Where? That's the nub of it. Where in those twenty minutes, am I?
I think it's more a question of "Who?"
Everything slips away. I am aware only of my breath, which falls and rises, and I am still.
"My house being all stilled." Is how St John of the Cross described it. I read that so many, many years ago, and could not comprehend it, but was deeply, deeply attracted to the very idea of an end to striving, an end to trying make sense of a chaotic world, of just being still.
In the warm, dark brightness beyond the material world, I AM. I realise in an instant that I am loved, so deeply. I know that I have nothing to prove, nowhere to go, nothing to achieve, no-one to impress: I am complete.
This is spirituality at it's most profound.

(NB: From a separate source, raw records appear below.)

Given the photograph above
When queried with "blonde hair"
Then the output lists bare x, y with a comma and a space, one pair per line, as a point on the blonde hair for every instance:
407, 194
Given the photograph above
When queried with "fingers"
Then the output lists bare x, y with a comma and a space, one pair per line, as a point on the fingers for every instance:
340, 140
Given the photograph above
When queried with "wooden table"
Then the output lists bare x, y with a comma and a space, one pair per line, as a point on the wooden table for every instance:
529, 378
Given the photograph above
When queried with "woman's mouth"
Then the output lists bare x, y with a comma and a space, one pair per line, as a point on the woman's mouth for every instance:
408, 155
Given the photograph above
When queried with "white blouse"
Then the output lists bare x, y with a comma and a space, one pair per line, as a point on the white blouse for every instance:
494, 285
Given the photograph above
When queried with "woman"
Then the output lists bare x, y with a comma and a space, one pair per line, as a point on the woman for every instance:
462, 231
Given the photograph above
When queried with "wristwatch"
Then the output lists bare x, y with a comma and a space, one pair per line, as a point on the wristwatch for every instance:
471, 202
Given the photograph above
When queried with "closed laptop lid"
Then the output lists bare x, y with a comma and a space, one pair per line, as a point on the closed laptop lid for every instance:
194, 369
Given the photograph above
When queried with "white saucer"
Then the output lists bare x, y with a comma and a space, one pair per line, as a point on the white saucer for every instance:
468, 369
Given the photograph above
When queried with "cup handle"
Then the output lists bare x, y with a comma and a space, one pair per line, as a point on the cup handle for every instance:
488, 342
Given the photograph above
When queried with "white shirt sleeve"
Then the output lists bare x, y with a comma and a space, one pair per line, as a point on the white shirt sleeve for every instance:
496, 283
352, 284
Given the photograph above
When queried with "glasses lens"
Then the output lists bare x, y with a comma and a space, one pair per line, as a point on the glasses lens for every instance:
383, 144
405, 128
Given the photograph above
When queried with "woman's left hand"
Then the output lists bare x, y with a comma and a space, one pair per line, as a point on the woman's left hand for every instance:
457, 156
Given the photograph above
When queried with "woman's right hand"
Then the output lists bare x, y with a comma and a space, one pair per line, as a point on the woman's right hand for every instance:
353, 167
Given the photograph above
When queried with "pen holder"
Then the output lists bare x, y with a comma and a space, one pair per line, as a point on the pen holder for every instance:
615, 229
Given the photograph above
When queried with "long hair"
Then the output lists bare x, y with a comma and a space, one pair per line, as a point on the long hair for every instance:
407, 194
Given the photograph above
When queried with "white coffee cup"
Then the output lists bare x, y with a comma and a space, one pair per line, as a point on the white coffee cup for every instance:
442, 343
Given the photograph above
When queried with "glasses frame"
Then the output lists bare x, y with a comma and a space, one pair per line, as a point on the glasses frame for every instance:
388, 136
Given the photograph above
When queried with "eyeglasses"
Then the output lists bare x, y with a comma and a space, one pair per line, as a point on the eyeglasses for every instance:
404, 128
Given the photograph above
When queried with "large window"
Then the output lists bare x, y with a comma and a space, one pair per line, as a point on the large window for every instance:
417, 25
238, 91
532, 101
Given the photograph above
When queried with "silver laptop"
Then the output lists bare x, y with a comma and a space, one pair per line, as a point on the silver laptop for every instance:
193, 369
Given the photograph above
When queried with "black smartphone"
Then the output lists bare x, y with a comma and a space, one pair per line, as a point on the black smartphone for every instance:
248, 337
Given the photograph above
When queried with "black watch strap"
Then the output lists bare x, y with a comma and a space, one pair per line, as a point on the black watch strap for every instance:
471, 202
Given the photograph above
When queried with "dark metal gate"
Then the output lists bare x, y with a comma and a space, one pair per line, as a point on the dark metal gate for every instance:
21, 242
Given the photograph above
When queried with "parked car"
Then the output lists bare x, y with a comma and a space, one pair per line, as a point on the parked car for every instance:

Thomas Merton describes religion as the "finger pointing to the moon." That's all. Much of the trappings and ceremonials, priestcraft and busying about imposing rules, completely misses the point. These are not IT. Stay with this, ignore the sign posts, choose to judge, or hate, or dominate, and you'll never know how wonderful and complete and loved you are.
And you'll have NOTHING to give to anyone else.
After our twenty minutes elsewhere, the five of us talk quietly about where we are, and where we've been. Two of the group are priests. One a theologian, which matters not at all here. One of the priests manages to put into words what I feel.
"There is much in my religion that I can no longer teach. It's not about following the rules, it's about accepting that God is at the centre of everything. Waiting."